UNITED STATES
SECURITIES AND EXCHANGE COMMISSION
FORM 8-K
CURRENT REPORT PURSUANT
TO SECTION 13 OR 15(d) OF THE
SECURITIES EXCHANGE ACT OF 1934
Date of Report (Date of earliest event reported): May 26, 2005
THE CATO CORPORATION
Delaware | 1-31340 | 56-0484485 | ||
(State or Other Jurisdiction of Incorporation) |
(Commission File Number) |
(IRS Employer Identification No.) |
8100 Denmark Road, Charlotte, NC | 28273-5975 | |
(Address of Principal Executive Offices) | (Zip Code) |
(704) 554-8510
Not Applicable
Check the appropriate box below if the Form 8-K filing is intended to simultaneously satisfy the filing obligation of the registrant under any of the following provisions:
o | Written communications pursuant to Rule 425 under the Securities Act (17 CFR 230.425) |
o | Soliciting material pursuant to Rule 14a-12 under the Exchange Act (17 CFR 240.14a-12) |
o | Pre-commencement communications pursuant to Rule 14d-2(b) under the Exchange Act (17 CFR 240.14d-2(b)) |
o | Pre-commencement communications pursuant to Rule 13e-4(c) under the Exchange Act (17 CFR 240.13e-4(c)) |
Item 8.01. Other Events.
On May 26, 2005, The Cato Corporation (the Company) issued a press release announcing a 3-for-2 stock split in the form of a stock dividend of its Class A and Class B common stock. The stock split will entitle all shareholders of record at the close of business on June 13, 2005 to receive one additional share of Class A common stock for every two shares of Class A common stock held on that date and one additional share of Class B common stock for every two shares of Class B common stock held on that date. The Company expects to distribute the shares to be issued as a result of the split on June 27, 2005.
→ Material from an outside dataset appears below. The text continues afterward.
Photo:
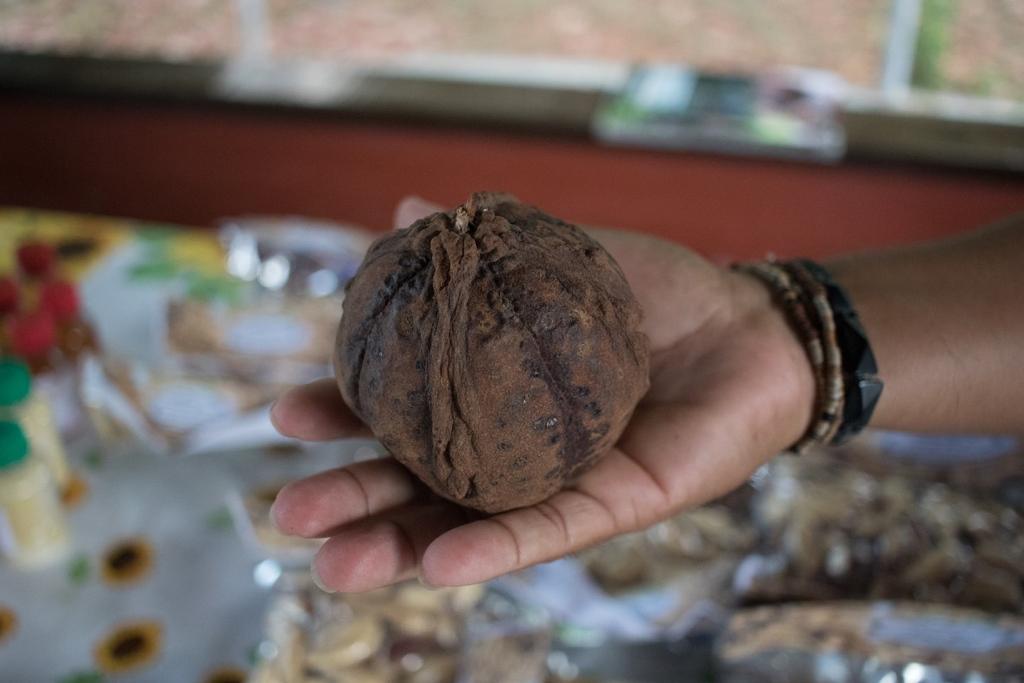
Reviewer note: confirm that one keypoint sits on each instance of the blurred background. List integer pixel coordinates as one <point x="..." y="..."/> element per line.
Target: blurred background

Further, the Company announced the declaration of an increase in its regular quarterly cash dividend to an annualized rate of $.78 per share on a pre-split basis. On a post-split basis, the annualized rate is $.52 per share. The dividend will be paid on a post-split basis at a quarterly rate of $.13 per share with the first payable date of June 27, 2005 to shareholders of record of Class A and Class B common stock on June 13, 2005.
A copy of the press release issued by the Company is attached hereto as Exhibit 99.1 and incorporated herein by reference.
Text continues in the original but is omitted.